Pandemica was spearheaded by the One Campaign, the global health and anti-poverty organization co-founded by Bono, in collaboration with Hive. The series was illustrated by artist Andrew Rae with animation by Titmouse and music and sound design by Father. The voice cast also boasts Connie Britton, Nick Kroll, Kumail Nanjiani, Phoebe Robinson, Michael Sheen, Wanda Sykes, Meg Donnelly, Patrick Adams, Dalai Gurira, Laura Marano, and Calum Worthy. Pandemica is available to watch on the One website, as well as the campaign’s YouTube page.

“Beyond the animation and subversive humor, you’ll see that Pandemica is the worst place to be in the Covid-19 pandemic,” Bono, U2’s lead singer and co-founder of One and (Red), tells Rolling Stone. “While Pandemica may not be a real place, for billions of people around the world it’s all too real. Vaccines now bring the hope of a way through, but it won’t be a way out unless every country on the planet has access to enough vaccines. If this vaccine isn’t everywhere, then this pandemic isn’t going anywhere.”

Pandemica is a compelling illustration of the inequality around the world,” Cruz added in a statement. “I hope that everyone who watches this series will use their voice and take action to ensure that no one gets left behind.”

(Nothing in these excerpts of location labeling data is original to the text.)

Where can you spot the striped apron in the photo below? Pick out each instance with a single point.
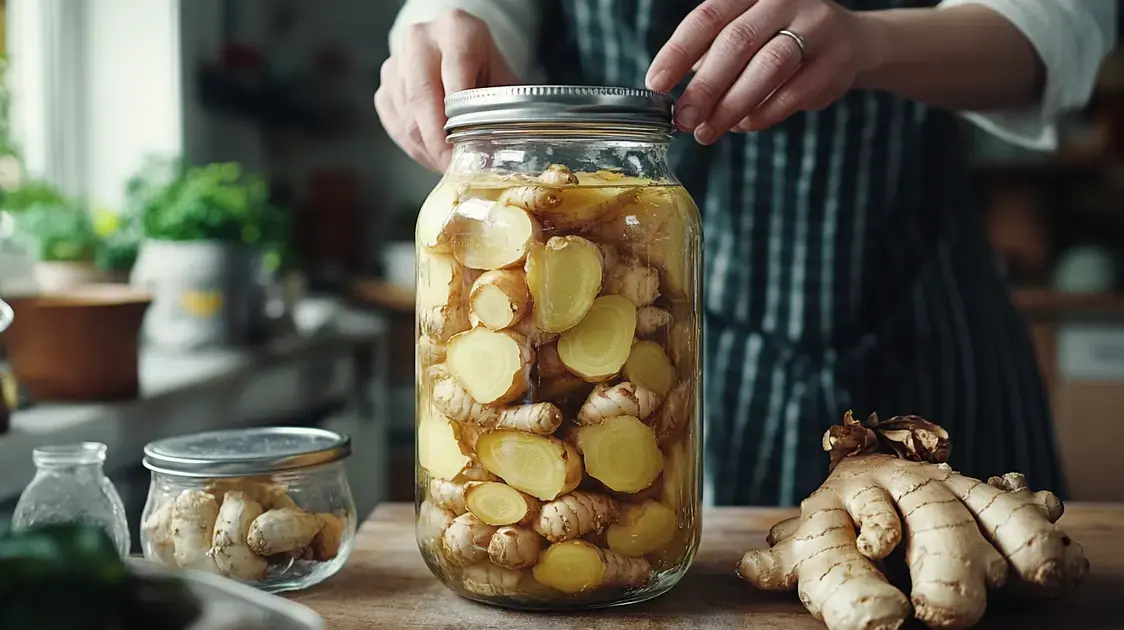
(845, 268)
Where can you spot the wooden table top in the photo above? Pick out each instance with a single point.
(386, 584)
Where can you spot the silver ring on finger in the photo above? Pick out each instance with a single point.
(799, 42)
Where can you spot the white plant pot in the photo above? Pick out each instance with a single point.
(206, 294)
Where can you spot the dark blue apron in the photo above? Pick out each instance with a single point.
(845, 267)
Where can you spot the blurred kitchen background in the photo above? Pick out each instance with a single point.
(269, 101)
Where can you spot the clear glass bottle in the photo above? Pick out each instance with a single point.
(558, 334)
(70, 485)
(269, 506)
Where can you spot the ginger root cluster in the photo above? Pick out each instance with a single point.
(890, 489)
(556, 401)
(239, 528)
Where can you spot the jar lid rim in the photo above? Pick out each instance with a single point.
(234, 452)
(559, 104)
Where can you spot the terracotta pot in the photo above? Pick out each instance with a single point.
(79, 344)
(53, 277)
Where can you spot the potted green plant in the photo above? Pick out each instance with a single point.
(206, 230)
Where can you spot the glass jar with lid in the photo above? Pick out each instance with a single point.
(270, 506)
(558, 338)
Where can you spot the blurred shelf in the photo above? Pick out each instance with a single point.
(1050, 169)
(1039, 304)
(383, 295)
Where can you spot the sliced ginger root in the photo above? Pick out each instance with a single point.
(492, 235)
(597, 348)
(499, 298)
(493, 367)
(577, 566)
(541, 466)
(962, 536)
(561, 205)
(633, 280)
(621, 452)
(486, 578)
(447, 495)
(438, 449)
(435, 225)
(623, 398)
(465, 540)
(643, 528)
(649, 367)
(454, 401)
(564, 277)
(499, 504)
(441, 291)
(576, 514)
(515, 548)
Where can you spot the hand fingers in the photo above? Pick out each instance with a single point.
(741, 41)
(463, 53)
(813, 88)
(400, 129)
(777, 61)
(690, 41)
(424, 93)
(397, 128)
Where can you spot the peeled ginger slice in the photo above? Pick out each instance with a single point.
(438, 451)
(491, 235)
(499, 298)
(564, 277)
(571, 567)
(598, 347)
(541, 466)
(576, 566)
(499, 504)
(622, 452)
(493, 367)
(642, 529)
(435, 218)
(649, 367)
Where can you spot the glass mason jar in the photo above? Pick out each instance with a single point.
(269, 506)
(558, 336)
(71, 486)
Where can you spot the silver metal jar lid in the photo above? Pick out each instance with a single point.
(245, 451)
(559, 104)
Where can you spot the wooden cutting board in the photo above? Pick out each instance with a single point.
(386, 584)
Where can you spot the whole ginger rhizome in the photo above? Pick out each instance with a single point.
(890, 487)
(556, 432)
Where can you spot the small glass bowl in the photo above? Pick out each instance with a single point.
(266, 506)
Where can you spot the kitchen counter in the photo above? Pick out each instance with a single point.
(386, 584)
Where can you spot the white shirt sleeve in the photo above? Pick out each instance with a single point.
(514, 26)
(1072, 38)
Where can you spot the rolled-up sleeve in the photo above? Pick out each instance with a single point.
(514, 25)
(1072, 38)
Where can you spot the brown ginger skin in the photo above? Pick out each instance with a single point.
(962, 536)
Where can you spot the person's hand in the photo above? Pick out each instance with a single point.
(450, 54)
(749, 74)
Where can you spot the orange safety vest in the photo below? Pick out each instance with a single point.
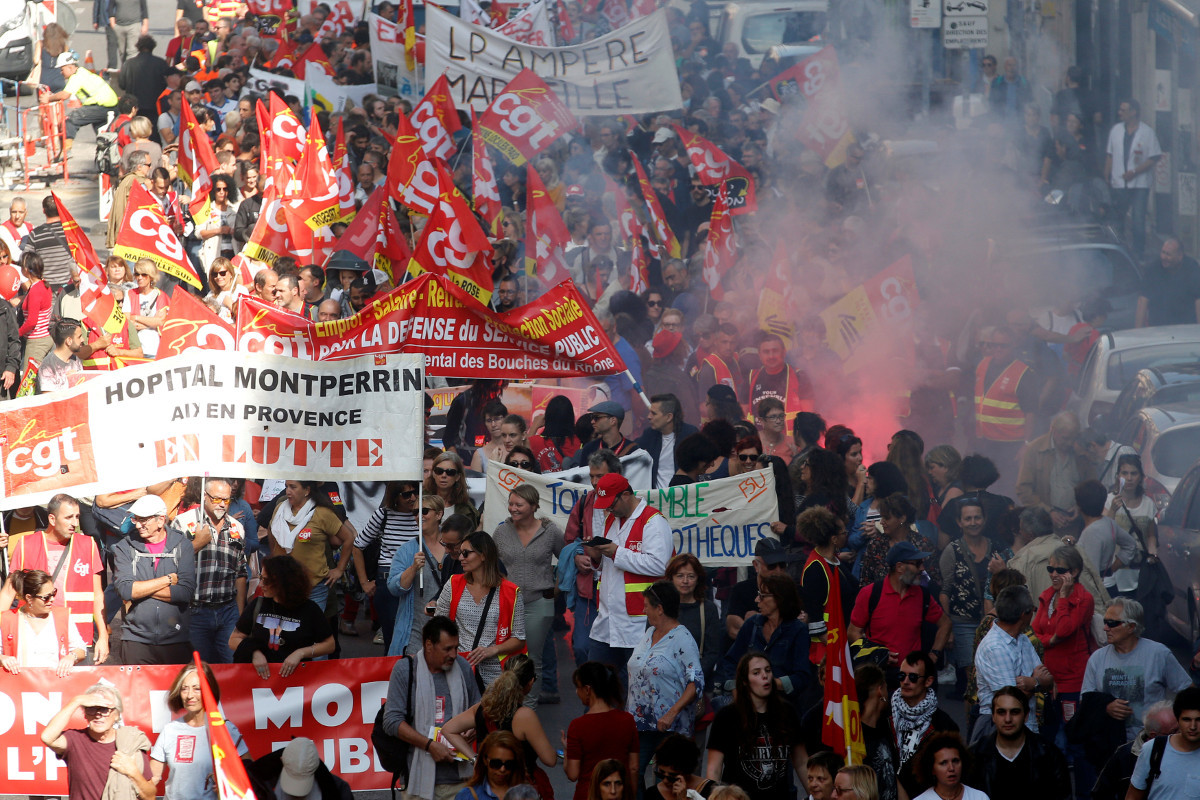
(635, 584)
(10, 630)
(507, 595)
(78, 588)
(792, 401)
(999, 415)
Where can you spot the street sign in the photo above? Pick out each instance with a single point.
(925, 13)
(964, 32)
(965, 7)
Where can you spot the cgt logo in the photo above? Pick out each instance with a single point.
(48, 446)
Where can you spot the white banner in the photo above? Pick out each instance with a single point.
(719, 522)
(217, 413)
(262, 82)
(629, 71)
(393, 76)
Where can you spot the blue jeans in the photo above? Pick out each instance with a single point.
(210, 627)
(385, 603)
(585, 614)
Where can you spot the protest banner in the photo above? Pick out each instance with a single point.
(557, 336)
(393, 74)
(209, 411)
(865, 312)
(629, 71)
(334, 703)
(719, 522)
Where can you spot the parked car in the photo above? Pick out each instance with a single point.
(1168, 439)
(1177, 383)
(1179, 546)
(1119, 355)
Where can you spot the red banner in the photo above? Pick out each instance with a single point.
(557, 336)
(334, 703)
(526, 118)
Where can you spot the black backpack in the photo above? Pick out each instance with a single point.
(393, 751)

As it stands, less than 1% of Covid-19 vaccine doses administered globally have gone to people in low-income countries, while the richest countries in the world currently have a surplus of doses. An analysis published by One in February found that countries like the United States, the U.K., Japan, Canada, Australia, and those in the European Union were on track to cumulatively stockpile over a billion vaccine doses, despite having enough to vaccinate their entire populations.

For instance, One estimated the U.S. would have an extra 453,520,960 vaccine doses to share based on its current population and how many doses it had purchased from the five main vaccine manufacturers. Recently, the U.S. has tried to start addressing this problem, with White House press secretary Jen Psaki saying the U.S. planned to share 2.5 million doses of the AstraZeneca vaccine with Mexico, and 1.5 million with Canada (American regulators have not yet approved the AstraZeneca vaccine, although it has been authorized elsewhere).